The move will reduce the number of laboratories needed for screening from 48 to nine and the NAO said this had led to a staff exodus “in search of greater job security”.

This has led to a “decline in performance against turnaround time targets” and a build-up of samples waiting to be tested, the NAO said.

It follows the news last year that nearly 50,000 women missed out on screening invitiations or results because of problems with the parts of the service outsourced to Capita.

There were also concerns that hundreds of thousands of missed breast cancer screening invitations had led to hundreds of women dying prematurely – though this was later revised down.

The NAO found problems with dated IT systems, meaning concerns remain that people may miss out on cancer screening invitations.

“All the screening programmes rely on a complex and ageing IT system to identify who to invite for screening,” it said.

NHS England had intended to replace this in 2017 but this has now been delayed, causing “additional cost and greater risk that screening services cannot reliably identify and invite eligible populations for screening”.

Labour MP Meg Hillier, chairwoman of the Commons Public Accounts Committee, said it was “worrying that not everyone who is eligible to take part in screening programmes is doing so”.

She added: “Those responsible for screening programmes are not always capable of picking up when people are not invited for a screening appointment, or ensuring that people receive their test results on time.”

Robert Music, chief executive of Jo’s Cervical Cancer Trust, said: “Over the past year we have had many women contacting us with concerns over delays in their results and it is simply not fair that women should be put under undue stress as a result of failings in the programme management.”

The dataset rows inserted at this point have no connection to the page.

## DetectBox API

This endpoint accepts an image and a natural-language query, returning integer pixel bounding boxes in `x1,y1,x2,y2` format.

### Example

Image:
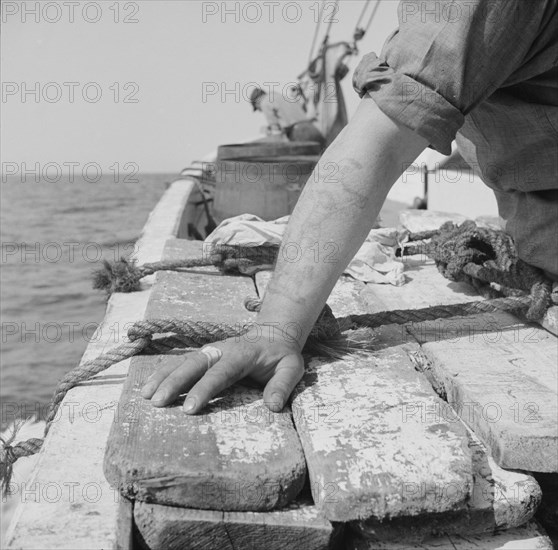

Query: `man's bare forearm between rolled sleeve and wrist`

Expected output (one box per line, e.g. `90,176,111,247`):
258,98,428,345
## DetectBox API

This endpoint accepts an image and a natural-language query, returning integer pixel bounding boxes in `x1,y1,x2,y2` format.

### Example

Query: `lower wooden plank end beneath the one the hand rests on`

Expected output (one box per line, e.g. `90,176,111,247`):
134,498,341,550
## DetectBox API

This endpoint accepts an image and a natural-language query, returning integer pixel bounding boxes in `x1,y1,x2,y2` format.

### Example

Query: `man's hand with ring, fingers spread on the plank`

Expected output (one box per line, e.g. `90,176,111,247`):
141,333,304,414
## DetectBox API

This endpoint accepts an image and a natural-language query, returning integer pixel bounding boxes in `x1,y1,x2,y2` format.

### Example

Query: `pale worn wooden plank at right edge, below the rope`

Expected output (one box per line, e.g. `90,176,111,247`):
409,313,558,472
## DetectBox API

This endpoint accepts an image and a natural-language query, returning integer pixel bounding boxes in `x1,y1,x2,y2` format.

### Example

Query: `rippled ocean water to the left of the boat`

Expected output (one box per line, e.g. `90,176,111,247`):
0,174,174,428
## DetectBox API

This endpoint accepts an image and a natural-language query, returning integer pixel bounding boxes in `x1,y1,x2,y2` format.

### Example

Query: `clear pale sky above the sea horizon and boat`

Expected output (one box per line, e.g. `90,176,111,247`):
0,0,398,173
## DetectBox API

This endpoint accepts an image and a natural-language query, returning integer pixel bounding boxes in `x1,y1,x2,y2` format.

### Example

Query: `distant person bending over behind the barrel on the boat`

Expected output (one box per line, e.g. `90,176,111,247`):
250,88,325,145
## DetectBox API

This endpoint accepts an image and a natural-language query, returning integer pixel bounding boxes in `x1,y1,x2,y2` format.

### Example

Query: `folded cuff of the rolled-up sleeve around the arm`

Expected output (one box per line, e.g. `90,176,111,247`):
353,54,465,155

A Department of Health and Social Care spokesman said: “Prevention and early diagnosis of cancer are key priorities for this government, and we are already working closely with NHS England and Public Health England to address the issues this useful report highlights.

“An independent review announced by NHS England is looking at cancer screening services. We expect this to lead to an overhaul of the system so it meets the high standard NHS patients rightly expect.”